Like with dedicated VPNs, communications are encrypted, but the heavy lifting is done by a cloud service. There’s even a free VPN that’s part of the Opera web browser. But, rather than being encrypted for the entire journey from screen to screen, software VPNs encrypt the data only as far as the service provider’s servers.
For the last part of the web journey—from the service provider’s hardware to its destination—the data is open to the world of hackers.
While important, a VPN is not for every online use. It can help make routine data transfers more secure, tighten up the movement of files between teachers and allow contractors limited access to the district’s network.
That said, Cisco’s Caimi says the costs and lost performance mean that a VPN probably shouldn’t be used for distance learning, videoconferences or similar activities.

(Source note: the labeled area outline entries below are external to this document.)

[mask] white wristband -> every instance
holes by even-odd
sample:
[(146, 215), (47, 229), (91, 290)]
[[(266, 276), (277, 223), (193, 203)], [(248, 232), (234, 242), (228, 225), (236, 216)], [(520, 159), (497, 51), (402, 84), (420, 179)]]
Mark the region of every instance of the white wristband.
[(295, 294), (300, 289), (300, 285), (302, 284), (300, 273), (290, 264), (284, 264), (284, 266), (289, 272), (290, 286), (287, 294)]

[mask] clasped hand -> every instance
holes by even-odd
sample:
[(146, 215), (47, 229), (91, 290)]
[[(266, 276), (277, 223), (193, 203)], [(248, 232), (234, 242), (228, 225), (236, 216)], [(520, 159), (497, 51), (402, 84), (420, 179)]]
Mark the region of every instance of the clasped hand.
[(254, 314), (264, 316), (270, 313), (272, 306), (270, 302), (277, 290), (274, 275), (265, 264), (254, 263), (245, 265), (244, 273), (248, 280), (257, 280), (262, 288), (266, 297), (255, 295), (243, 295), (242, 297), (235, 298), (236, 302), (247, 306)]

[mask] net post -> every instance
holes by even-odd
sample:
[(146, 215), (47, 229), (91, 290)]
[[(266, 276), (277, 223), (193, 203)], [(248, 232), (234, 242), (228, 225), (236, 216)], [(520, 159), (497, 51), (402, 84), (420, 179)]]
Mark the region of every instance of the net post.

A VPN is just a part of a school’s digital defenses. Each institution should assess its entire risk profile individually, but the plan needs to cover data interception, malicious software, and training teachers and students to practice good digital hygiene.
“Any school security plan is a balance between cost and hassle on one side, and openness on the other,” says Caimi. “A VPN can let you sleep well at night by managing the risk.”
Brian Nadel is a freelance writer in Pelham, New York.